If there is no restriction on $n$, this is a famous open problem. I'm wondering if any recent work has been done for small $n>6$. I believe the question is answered (positively) for $n=6$ by Watatani (1996) MR1409040 and Aschbacher (2008) MR2393428. I also believe we can answer it for $n=7$, with one possible exception. The exceptional case is shown below.
So my two questions are these:
1) Does anyone know of recent work on this special case of the problem (specifically for $n=7$ or $n=8$)?

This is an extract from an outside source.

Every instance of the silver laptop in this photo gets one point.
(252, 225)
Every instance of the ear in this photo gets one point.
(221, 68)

2) Has anyone found a finite group $G$ with a subgroup $H$ such that the interval
$[H, G] = \{K : H \leq K \leq G \}$
is the lattice shown above?
If not, I'd be happy to hear if anyone has ideas about how we might prove that such a group exists (without necessarily producing the group). Or, if you can put restrictions on such a group, that might be useful. For example, I believe I can show that there is no finite solvable group with this property.
(By the way, I have searched many of the groups in GAP's small groups library, and this was helpful for finding some of the other difficult 7-element cases.)
Correction: We don't really have an answer to this question for $n=7$. Rather, we can show that every lattice with at most 7 elements (except possibly the one above) is the congruence lattice of a finite algebra. Pálfy and Pudlák MR593011 showed the two questions are equivalent when $n$ is not restricted, but their proof doesn't go through for fixed $n$. Nonetheless, we can prove that a (minimal) finite algebra with the lattice above as congruence lattice must be a transitive G-set (modulo constant operations), so the existence of such a finite algebra is equivalent to the existence of finite groups H < G with [H,G] isomorphic to the lattice above. (This is the reason I phrased my question in terms of subgroup lattices.)
Update: (2012/02/22) If the interval $[H,G]$ is the lattice above, with $H$ core-free, I believe I can prove that a minimal normal subgroup of $G$ must be non-abelian, which isn't much, but it's a start! In particular, I think it rules out the affine case of the Aschbacher-O'Nan-Scott Theorem.